Last week, filmmakers, critics and movie fans showed a rare, completely united front in castigating the move by Warner Bros. to lock another of its projects away in a vault, preferring to take a tax write-down instead of releasing it, as with Batgirl and Scoob! Holiday Haunt last year. The new movie was Coyote Vs. Acme, which blends CG Wile E. Coyote with live-action John Cena and more. Now, after the outcry, Puck brings word that executives are reportedly changing their minds and allowing the movie's producers to shop it elsewhere.
Earth To Echo's Dave Green directed the film, with Samy Birch on script duty (adapting a New Yorker article of the same title by Ian Frazier). James Gunn (who currently runs WB's DC Studios) worked on the story and is an executive producer.
The live-action/animated film follows Wile E. Coyote, who after ACME products fail him one too many times in his dogged pursuit of the Roadrunner, decides to hires a billboard lawyer to sue the ACME Corporation. The case pits Wile E. and his lawyer against the latter’s intimidating former boss (Cena), but a growing friendship between man and cartoon stokes their determination to win.

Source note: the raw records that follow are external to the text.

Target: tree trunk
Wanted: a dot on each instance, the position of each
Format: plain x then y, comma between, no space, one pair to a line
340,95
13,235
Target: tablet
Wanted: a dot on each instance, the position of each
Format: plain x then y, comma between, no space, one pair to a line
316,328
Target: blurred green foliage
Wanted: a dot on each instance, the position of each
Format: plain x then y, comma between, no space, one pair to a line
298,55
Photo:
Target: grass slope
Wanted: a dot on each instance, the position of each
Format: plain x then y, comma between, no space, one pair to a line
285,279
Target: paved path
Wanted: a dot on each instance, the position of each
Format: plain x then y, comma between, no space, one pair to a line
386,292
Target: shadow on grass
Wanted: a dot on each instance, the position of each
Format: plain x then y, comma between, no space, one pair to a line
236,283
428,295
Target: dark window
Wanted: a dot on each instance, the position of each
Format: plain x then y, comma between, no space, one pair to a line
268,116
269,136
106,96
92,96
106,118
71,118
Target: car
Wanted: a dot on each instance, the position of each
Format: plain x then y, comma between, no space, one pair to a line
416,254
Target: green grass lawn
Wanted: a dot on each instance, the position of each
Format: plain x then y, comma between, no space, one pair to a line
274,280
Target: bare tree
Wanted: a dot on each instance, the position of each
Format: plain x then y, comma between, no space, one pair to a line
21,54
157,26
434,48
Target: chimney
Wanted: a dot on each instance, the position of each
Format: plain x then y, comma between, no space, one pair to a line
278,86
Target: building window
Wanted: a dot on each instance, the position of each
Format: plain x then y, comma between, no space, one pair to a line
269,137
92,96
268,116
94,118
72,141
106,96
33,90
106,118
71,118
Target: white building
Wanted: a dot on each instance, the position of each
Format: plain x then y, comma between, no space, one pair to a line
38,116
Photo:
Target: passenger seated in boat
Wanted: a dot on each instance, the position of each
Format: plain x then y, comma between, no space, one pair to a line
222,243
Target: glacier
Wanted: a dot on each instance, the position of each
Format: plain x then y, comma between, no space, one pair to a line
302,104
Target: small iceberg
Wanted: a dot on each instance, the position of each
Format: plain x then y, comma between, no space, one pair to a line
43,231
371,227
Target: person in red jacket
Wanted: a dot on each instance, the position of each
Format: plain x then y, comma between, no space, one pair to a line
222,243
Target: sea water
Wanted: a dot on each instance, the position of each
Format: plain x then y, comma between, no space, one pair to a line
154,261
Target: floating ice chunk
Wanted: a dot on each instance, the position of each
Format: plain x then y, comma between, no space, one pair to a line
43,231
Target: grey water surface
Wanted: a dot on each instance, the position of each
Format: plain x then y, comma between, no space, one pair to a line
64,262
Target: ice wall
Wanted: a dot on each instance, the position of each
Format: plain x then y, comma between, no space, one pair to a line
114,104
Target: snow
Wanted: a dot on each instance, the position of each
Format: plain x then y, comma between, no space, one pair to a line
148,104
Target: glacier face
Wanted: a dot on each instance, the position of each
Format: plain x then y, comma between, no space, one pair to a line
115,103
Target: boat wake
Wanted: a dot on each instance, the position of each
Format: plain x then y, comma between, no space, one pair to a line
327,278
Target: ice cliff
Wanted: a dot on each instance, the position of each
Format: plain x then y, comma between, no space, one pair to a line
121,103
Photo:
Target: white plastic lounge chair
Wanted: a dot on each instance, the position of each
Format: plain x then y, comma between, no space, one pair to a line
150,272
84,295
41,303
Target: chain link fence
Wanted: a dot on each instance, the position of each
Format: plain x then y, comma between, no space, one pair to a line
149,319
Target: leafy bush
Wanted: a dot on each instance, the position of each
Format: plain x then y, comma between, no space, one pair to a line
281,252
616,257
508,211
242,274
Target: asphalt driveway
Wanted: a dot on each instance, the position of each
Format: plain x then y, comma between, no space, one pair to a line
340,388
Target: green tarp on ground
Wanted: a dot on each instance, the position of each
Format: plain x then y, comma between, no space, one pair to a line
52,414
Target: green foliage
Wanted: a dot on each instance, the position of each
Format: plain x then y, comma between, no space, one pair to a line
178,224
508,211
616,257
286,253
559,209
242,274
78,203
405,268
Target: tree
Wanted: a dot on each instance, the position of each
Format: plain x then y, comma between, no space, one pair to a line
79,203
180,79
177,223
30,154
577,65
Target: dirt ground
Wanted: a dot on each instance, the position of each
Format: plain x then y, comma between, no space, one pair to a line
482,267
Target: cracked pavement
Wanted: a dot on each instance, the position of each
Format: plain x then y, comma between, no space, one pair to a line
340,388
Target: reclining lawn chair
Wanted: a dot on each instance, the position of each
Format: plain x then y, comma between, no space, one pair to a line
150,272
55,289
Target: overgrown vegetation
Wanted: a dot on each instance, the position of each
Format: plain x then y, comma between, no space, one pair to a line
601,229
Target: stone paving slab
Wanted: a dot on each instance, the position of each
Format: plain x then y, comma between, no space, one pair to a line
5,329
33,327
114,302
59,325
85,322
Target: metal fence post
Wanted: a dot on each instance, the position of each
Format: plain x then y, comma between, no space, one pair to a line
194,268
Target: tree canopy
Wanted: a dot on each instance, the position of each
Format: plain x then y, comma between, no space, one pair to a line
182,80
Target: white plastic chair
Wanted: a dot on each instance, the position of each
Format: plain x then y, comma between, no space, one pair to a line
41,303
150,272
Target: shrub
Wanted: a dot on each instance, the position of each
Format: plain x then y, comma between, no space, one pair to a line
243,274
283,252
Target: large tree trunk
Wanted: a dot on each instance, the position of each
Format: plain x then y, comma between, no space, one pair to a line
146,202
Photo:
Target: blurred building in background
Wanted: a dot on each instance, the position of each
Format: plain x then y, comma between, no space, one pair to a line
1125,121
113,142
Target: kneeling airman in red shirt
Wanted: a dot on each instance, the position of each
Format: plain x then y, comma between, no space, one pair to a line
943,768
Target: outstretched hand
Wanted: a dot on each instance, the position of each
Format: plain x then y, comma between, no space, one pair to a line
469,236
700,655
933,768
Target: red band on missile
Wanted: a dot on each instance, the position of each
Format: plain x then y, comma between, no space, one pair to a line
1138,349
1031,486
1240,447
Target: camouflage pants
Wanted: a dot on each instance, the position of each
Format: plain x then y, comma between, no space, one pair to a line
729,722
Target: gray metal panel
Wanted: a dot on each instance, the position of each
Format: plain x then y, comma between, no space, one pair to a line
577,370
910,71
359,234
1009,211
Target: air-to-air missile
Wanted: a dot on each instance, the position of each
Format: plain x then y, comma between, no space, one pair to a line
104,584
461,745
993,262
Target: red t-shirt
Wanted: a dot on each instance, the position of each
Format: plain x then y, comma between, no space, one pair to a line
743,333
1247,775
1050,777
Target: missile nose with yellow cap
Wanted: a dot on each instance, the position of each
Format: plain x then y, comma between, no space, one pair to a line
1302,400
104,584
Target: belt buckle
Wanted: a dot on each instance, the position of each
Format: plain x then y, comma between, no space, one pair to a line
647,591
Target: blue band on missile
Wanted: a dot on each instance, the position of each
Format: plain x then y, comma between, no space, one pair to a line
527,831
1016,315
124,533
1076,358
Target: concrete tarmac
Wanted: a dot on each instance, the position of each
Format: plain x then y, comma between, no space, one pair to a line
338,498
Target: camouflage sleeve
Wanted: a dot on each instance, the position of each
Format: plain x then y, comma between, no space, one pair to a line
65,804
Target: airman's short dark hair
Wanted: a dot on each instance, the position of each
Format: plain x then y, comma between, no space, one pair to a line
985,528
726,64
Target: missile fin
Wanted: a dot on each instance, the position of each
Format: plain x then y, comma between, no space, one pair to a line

Coyote Vs. Acme was greenlit at the end of 2020 and shot in 2022, originally planned for the streaming service then called HBO Max, but a cinematic release date was later announced for July of this year. Yet it was quietly removed from the schedules and replaced by Barbie. No trailer for the film – which reportedly tested well — was ever released.
Now, as Puck has it, Warners film chiefs Mike De Luca and Pam Abdy, along with new animation head Bill Damaschke, are changing course following both the social media outcry and meetings with representatives of the director and stars. Though the studio had initially planned to pay all involved a streaming fee as if the film had hit Warners' streaming service Max, the plan now is to allow them to find the film a new home.
Which makes sense, since when the original announcement was made, reports were that the likes of Amazon had shown interest in picking up the film. With luck, we'll all get to see what its makers and those who have seen it describe as a fun family comedy.